The framing matters greatly, as employees need to know they won’t be penalized for admitting they’re overwhelmed. That’s why we live by “fail faster.” Sometimes the conversation reveals that redistributing one project or extending a deadline makes all the difference. Other times, it uncovers deeper issues about unclear priorities or misaligned expectations that need real intervention.
Either way, responding quickly stops minor stressors from snowballing into crises that hurt employees and organizations.
Learning To Pace Growth
In the years that followed the pandemic, we took on several new opportunities, many of which still shape who we are today. The mistake wasn’t in pursuing them, but in the speed and volume at which we did. We were moving so fast that we didn’t always pause to ask whether the timing was right or if our team had the capacity to sustain everything at once.
Success can make you feel like you have limitless energy, but I’ve learned that even good growth can be excessive if it comes without rest and reflection.
When you’re in a position of strength, saying “not now” or “not us” feels counterintuitive, but that discipline protects your team and core mission from the burnout that can undermine everything you’ve built.
I’ve become more intentional about inviting voices into decisions before I’m emotionally committed to a direction. I’ve learned to recognize when my enthusiasm creates pressure my team feels but won’t name. Most importantly, I’ve learned that what we can sustain depends entirely on keeping our people healthy and engaged.

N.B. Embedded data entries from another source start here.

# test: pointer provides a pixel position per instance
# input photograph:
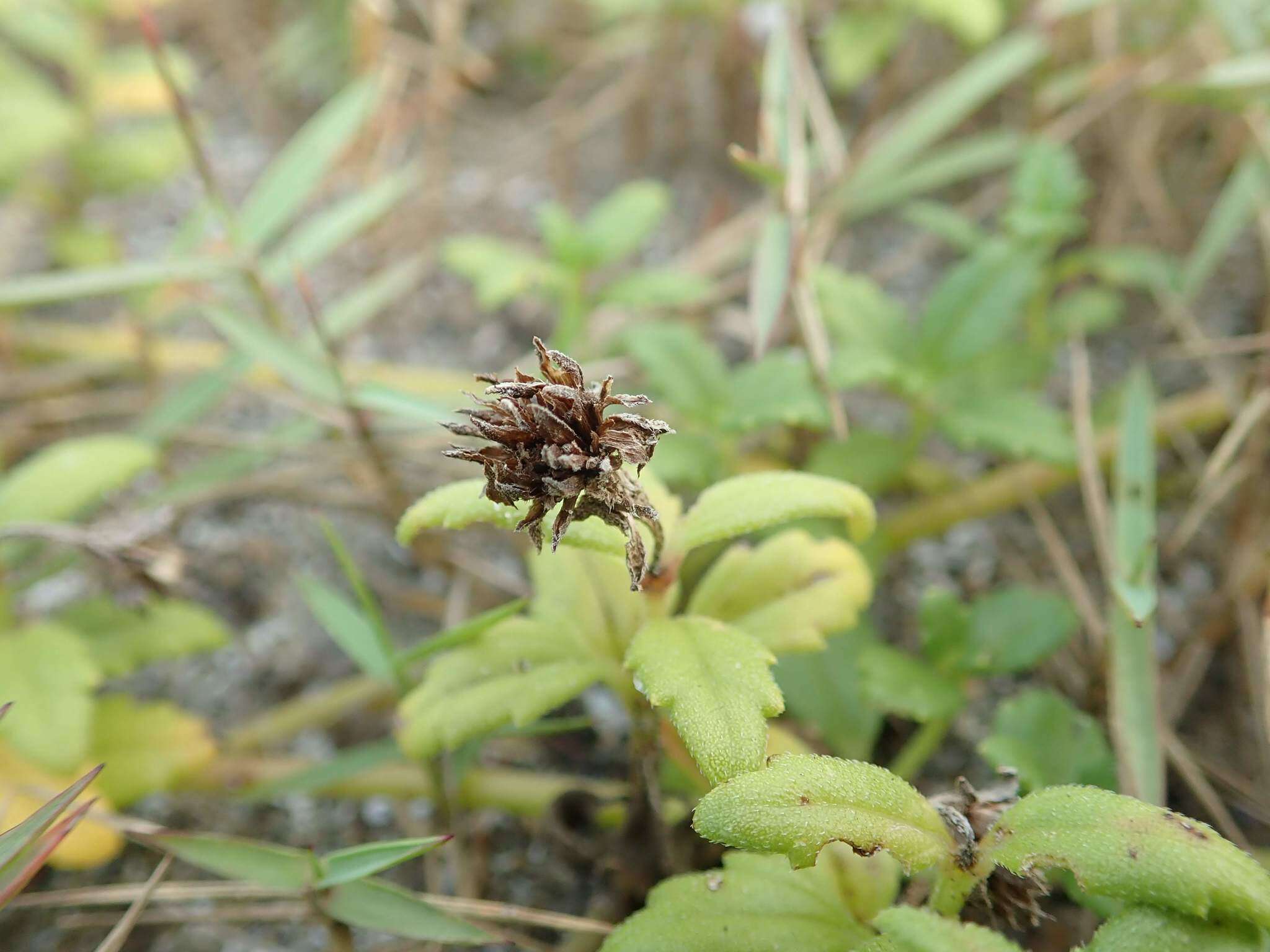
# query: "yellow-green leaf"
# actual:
(70, 477)
(760, 500)
(1147, 930)
(513, 673)
(125, 639)
(922, 931)
(717, 684)
(1123, 848)
(789, 592)
(48, 674)
(803, 801)
(753, 903)
(146, 747)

I’m still ambitious and drawn to new ideas. Now, I’m more aware of the long-term impact on our organization and pause long enough to consider what our team can sustain before diving into the next big opportunity.
Leadership requires noticing blind spots sooner rather than eliminating all of them. Your team is already telling you what they need through the smallest of shifts in language and behavior. I’m still learning to catch these signals earlier and to ask better questions. What I now understand is that the cost of missing them is too high, and that the fix is often far simpler than we think.